Слышу, приближается Резников. Чуть поскрипывают его лыжи. Даже дыхание ефрейтора слышу — глубокое, ровное. Освобождая ему лыжню, отхожу в сторону. Вот, думаю, пройдет сейчас, бросив взгляд победителя. Чтобы не встречаться с ним взглядом, наклоняюсь над своей лыжей, перебираю ремешки, будто делом занят.
Резников поравнялся со мной и остановился. Мне хочется крикнуть ему: «Ну чего вы смотрите? Проезжайте!» Но сдерживаю себя и молчу, не поднимая головы.
— Что, товарищ Локотков, авария?
В голосе ефрейтора, слегка хрипловатом, что-то не улавливаю насмешки.
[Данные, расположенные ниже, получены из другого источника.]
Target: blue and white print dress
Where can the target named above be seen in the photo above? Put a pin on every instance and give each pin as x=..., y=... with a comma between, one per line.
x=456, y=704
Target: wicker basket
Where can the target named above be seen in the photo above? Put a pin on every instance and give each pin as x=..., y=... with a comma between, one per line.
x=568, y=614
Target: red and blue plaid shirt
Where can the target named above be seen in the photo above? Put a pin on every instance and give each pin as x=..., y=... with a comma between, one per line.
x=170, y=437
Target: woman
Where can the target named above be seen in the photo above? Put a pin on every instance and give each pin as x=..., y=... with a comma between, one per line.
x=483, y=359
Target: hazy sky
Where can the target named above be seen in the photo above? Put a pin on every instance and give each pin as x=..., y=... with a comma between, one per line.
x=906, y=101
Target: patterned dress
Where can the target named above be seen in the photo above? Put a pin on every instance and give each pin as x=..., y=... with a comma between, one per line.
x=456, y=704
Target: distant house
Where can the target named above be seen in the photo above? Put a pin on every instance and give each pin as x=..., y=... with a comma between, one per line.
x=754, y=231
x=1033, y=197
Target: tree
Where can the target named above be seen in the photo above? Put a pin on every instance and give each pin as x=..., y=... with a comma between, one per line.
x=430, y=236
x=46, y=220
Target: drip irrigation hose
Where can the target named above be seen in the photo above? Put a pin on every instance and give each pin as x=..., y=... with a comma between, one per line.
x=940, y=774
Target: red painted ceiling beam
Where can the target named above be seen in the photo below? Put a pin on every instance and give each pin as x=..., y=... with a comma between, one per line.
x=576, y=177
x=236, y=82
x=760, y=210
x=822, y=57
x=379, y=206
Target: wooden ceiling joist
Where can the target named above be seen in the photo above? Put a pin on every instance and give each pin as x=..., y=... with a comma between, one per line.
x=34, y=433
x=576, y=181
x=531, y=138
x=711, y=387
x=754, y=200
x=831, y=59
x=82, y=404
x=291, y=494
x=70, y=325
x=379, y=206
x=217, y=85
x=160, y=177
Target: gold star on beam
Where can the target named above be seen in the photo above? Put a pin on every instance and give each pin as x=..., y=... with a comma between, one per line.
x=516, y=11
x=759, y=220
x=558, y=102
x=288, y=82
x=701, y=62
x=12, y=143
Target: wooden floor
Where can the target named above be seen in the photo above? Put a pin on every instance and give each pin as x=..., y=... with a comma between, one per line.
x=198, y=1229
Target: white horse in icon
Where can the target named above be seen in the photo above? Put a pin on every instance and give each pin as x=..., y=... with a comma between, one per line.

— Ремень порвался… — признаюсь я.
— А запасного не захватил? — Ефрейтор молча берет у меня лыжу и с самым серьезным видом начинает прилаживать к ней новое крепление. Он щурится от яркого солнца, и в серых глазах его, в самых зрачках, прыгают знакомые мне озорные искорки. Шапка его сдвинута на затылок, а ко лбу приклеился мокрый, коротко подстриженный рыжеватый чубчик.
— Товарищ ефрейтор, оставьте, я сам. Не теряйте напрасно времени.
— Я его и не теряю, тем более напрасно. Польза прямая: видите, капитальный ремонт приближается к концу.
Буквально через минуту моя лыжа лежит на снегу. Едва всунул я носок сапога в ремень, как Резников быстро затянул крепление.
— Идите!
Поблагодарив ефрейтора, я с силой отталкиваюсь палками. И снова кланяются мне березки в пуховых платках, опуская чуть не до земли свои ветки, в торжественном молчании замирают красавицы ели, снова, как маленькие костры, вспыхивают на поворотах сигнальные флажки.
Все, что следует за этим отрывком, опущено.